A non-Italian pope and one from behind the Iron Curtain!
I am an Irish Catholic from Northern Ireland who admired him from many perspectives including his declaration of a Christian humanism, his tireless striving for peace, and his courage and skill in inspiring and emboldening the Solidarity movement that triggered the collapse of communism in Poland and throughout the Eastern Bloc — writes Martin O’BRIEN
And of course, the example he manifested to the entire human race – especially to those who suffer – in terms of his stoicism and acceptance of God’s will as his health failed in his final years, weeks and days. As a young journalist not long out of university I experienced a surge of excitement when I watched – in the bar of a Belfast hotel – BBC TV broadcast “live” the announcement of his election on October 16, 1978.
A non-Italian pope and one from behind the Iron Curtain!

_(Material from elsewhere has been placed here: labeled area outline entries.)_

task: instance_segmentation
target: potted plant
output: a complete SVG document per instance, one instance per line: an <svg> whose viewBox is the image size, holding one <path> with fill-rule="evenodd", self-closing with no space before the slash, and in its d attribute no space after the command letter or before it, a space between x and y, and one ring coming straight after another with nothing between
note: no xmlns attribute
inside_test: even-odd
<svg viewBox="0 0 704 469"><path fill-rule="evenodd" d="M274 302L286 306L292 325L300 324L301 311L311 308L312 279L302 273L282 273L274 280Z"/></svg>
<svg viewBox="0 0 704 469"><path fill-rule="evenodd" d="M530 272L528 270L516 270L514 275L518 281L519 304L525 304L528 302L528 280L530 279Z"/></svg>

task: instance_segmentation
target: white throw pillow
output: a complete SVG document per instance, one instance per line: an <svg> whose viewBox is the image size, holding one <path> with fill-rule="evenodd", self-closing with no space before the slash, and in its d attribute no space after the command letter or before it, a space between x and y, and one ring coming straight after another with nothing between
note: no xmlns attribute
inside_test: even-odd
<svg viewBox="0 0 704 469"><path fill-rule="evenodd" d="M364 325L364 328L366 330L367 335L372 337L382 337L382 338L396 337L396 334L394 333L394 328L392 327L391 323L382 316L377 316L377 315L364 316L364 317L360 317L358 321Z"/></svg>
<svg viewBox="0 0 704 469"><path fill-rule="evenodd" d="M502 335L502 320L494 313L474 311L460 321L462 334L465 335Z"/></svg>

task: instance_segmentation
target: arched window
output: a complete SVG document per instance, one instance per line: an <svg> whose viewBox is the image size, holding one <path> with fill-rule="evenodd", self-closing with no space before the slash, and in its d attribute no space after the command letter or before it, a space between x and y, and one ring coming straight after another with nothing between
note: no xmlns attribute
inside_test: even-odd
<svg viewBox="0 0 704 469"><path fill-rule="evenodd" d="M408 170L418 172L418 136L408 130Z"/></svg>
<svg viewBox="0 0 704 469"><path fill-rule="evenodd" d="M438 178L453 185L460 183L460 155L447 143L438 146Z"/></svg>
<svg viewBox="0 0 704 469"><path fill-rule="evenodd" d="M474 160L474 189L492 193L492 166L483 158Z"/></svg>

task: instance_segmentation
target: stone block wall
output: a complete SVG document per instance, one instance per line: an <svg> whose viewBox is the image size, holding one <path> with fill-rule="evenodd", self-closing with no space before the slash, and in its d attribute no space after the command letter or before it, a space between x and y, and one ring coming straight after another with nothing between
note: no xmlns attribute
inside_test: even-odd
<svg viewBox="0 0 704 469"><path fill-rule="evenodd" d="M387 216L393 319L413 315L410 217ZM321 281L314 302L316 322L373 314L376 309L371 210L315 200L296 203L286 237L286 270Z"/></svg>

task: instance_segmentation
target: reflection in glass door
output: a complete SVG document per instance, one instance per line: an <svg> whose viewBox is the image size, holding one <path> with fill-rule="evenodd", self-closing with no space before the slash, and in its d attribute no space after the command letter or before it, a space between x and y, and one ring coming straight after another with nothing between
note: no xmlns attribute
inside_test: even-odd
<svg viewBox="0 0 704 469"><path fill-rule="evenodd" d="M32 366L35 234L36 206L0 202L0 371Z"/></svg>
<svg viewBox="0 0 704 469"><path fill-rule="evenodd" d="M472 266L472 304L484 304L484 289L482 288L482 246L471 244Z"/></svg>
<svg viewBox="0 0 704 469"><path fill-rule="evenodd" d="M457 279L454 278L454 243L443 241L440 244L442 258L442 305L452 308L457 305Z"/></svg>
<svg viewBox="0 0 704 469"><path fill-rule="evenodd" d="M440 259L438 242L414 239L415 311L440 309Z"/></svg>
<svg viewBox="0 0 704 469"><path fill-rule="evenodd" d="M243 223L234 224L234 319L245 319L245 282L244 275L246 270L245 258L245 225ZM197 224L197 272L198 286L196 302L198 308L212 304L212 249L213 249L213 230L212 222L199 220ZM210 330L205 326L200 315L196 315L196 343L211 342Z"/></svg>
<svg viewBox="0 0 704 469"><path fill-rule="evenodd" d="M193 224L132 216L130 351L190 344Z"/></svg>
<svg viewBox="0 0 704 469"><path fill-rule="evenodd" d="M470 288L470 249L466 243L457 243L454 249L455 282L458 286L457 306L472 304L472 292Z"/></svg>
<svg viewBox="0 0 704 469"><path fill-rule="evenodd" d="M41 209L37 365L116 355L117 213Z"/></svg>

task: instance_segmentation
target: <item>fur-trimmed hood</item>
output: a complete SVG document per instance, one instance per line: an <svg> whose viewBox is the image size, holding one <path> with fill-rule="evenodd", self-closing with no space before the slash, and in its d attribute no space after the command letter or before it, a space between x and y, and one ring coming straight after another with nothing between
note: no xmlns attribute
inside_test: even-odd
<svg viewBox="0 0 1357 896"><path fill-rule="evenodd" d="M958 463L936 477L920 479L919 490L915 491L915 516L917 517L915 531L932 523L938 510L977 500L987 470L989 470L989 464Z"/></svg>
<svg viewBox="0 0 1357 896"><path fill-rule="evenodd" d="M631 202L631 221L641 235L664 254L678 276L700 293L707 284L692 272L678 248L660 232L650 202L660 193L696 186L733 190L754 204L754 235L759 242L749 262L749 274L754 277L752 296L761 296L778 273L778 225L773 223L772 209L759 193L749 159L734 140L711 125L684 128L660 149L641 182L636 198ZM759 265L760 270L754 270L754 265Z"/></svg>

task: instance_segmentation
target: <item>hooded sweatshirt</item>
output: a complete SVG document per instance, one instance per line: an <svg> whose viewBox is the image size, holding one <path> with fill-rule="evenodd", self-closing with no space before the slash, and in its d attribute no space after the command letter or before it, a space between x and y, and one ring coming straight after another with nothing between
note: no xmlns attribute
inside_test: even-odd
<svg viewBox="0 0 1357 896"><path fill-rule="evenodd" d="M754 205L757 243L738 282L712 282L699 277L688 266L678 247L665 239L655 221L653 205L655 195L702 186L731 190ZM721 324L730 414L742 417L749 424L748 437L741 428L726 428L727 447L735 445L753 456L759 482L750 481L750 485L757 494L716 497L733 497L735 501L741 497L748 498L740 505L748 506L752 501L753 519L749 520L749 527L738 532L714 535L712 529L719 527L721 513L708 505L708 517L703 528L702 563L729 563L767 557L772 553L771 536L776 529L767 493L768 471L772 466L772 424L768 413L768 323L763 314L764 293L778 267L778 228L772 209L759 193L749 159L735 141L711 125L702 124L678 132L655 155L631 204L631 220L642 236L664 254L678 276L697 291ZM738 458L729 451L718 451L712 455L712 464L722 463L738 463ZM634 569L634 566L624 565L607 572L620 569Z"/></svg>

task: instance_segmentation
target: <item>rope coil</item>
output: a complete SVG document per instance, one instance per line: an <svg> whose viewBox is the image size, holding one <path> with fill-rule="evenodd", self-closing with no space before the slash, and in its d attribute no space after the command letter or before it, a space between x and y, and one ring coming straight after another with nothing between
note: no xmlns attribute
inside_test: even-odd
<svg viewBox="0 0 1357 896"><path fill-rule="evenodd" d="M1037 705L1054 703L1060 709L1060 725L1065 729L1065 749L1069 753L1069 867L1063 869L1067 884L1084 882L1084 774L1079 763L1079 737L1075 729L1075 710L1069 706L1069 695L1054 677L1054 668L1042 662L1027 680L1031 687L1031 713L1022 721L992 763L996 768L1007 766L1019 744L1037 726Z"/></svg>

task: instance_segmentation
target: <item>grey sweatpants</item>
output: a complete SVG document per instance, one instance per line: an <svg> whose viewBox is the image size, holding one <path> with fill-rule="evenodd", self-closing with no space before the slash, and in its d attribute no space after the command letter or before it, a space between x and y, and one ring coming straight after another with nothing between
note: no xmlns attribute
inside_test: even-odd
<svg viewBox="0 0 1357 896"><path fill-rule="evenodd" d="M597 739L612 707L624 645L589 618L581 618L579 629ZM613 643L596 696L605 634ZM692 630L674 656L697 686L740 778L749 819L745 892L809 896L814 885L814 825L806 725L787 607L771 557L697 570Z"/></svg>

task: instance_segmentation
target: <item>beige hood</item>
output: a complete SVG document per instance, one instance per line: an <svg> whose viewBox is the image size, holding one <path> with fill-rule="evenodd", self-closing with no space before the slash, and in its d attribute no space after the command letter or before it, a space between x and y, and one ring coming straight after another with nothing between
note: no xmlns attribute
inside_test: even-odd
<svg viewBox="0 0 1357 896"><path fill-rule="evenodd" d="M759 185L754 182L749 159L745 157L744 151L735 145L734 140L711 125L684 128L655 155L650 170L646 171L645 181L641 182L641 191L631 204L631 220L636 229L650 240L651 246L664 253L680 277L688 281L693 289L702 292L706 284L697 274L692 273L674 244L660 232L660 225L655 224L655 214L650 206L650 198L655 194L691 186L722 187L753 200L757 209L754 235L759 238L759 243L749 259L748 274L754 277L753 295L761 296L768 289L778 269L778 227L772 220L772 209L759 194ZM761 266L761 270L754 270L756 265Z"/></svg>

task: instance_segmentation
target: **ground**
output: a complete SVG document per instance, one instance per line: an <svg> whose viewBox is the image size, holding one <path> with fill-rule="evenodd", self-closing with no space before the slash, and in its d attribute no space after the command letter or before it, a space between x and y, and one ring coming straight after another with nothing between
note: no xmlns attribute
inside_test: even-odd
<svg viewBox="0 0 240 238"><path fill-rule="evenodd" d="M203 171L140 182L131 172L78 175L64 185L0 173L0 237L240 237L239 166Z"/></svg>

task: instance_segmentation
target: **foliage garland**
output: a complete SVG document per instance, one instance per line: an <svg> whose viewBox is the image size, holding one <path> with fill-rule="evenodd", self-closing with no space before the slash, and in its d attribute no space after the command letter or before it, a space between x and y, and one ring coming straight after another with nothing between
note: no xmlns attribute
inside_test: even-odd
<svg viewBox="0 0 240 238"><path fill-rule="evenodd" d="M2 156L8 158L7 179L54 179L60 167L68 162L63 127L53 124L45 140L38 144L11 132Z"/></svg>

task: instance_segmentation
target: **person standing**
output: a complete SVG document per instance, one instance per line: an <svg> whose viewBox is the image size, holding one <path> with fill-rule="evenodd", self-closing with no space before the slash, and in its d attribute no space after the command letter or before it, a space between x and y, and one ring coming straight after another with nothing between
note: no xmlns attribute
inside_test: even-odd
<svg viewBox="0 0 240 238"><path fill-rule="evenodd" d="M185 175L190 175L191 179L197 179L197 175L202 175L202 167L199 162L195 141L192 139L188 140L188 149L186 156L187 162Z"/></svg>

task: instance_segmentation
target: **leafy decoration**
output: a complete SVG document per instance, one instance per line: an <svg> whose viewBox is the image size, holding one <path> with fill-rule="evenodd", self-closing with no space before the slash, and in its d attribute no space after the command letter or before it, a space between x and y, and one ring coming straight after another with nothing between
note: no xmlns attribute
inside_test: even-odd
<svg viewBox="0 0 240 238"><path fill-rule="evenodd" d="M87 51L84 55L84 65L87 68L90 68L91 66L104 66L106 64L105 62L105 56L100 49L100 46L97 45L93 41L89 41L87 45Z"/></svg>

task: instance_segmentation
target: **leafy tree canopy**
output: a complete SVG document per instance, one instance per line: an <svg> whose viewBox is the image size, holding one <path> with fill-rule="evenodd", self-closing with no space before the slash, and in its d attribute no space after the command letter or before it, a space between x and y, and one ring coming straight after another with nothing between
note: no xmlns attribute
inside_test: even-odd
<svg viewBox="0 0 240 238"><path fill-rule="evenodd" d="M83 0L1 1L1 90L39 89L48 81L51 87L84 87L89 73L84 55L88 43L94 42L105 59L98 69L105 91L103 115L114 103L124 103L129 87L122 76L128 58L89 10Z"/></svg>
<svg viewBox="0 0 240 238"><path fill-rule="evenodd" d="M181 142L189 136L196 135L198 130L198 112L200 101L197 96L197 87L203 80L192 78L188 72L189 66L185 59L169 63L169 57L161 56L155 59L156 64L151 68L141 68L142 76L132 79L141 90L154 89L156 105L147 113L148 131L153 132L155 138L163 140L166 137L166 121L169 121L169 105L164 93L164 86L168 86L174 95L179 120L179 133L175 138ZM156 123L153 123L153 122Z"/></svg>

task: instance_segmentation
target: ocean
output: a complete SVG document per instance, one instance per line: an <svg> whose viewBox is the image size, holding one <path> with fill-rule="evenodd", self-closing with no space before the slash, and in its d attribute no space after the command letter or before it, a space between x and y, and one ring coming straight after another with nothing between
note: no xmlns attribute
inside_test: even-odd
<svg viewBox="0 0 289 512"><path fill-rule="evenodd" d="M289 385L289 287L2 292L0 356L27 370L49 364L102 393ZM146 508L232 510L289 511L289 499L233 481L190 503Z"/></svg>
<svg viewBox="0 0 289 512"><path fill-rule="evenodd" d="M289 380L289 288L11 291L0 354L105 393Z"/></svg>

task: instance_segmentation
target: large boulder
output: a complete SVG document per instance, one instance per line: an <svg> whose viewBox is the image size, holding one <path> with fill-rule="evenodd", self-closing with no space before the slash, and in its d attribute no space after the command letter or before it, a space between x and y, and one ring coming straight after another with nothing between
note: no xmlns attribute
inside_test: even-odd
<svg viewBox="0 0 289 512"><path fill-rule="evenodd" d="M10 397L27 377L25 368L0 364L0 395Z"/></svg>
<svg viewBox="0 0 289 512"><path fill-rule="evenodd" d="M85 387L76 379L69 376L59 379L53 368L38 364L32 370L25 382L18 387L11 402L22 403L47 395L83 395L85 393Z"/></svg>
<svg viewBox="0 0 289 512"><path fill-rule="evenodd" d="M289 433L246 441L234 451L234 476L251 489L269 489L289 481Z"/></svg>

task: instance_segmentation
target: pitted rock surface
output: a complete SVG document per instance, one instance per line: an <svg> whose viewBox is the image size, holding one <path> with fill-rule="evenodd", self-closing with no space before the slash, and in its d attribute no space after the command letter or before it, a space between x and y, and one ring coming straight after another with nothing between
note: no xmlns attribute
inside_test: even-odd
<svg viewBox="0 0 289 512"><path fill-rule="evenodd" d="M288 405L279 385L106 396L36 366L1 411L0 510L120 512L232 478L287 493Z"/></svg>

That capacity of John Paul II to generate excitement continued right throughout his Pontificate – but much more than mere excitement.
He grabbed and maintained the imagination of the world and established himself as an enduring moral and prophetic voice on the planet for more than a quarter of a century, becoming one of the most significant figures of the twentieth century.
A memory I will cherish is waving to him as he drove through a packed O’Connell Street in Dublin on a Saturday evening in September 1979 and then driving to the west of Ireland, to the Marian Shrine at Knock in County Mayo to join 450,000 people at the Papal Mass the next day.
In 48 hours 2.7 million people attended his services in the Irish Republic, including many of Northern Ireland’s half a million Catholics, out of a total population on the island of Ireland of 4.87 million, easily constituting the biggest gatherings of people in Irish history.
In Ireland John Paul II is most remembered for his heartfelt plea in Drogheda – greeted by wild applause – “in language of passionate pleading” to those engaged in violence : “On my knees I beg you to turn away from the paths of violence and return to the ways of peace.”
The IRA rejected his plea and peace was not to come for nearly 20 years but who among their supporters then could deny today the truth of the future saint’s words that “violence only delays the day of justice”?
So many of the words of Pope St John Paul will always, I believe, stand the test of time, whether it be, for example, his exhortation in his 1995 encyclical “Evangelium Vitae” to choose the “culture of life” over the “culture of death” ; or his assertion in “Crossing the Threshold of Hope” that: “The Gospel is the fullest confirmation of all of human rights.”
Attending his Lying in State late in the evening/early morning of April 4/5 2005 in St Peter’s Basilica among the multitudes from so many countries one felt humbled and privileged to be paying one’s respects to one of the great figures of this or of any age.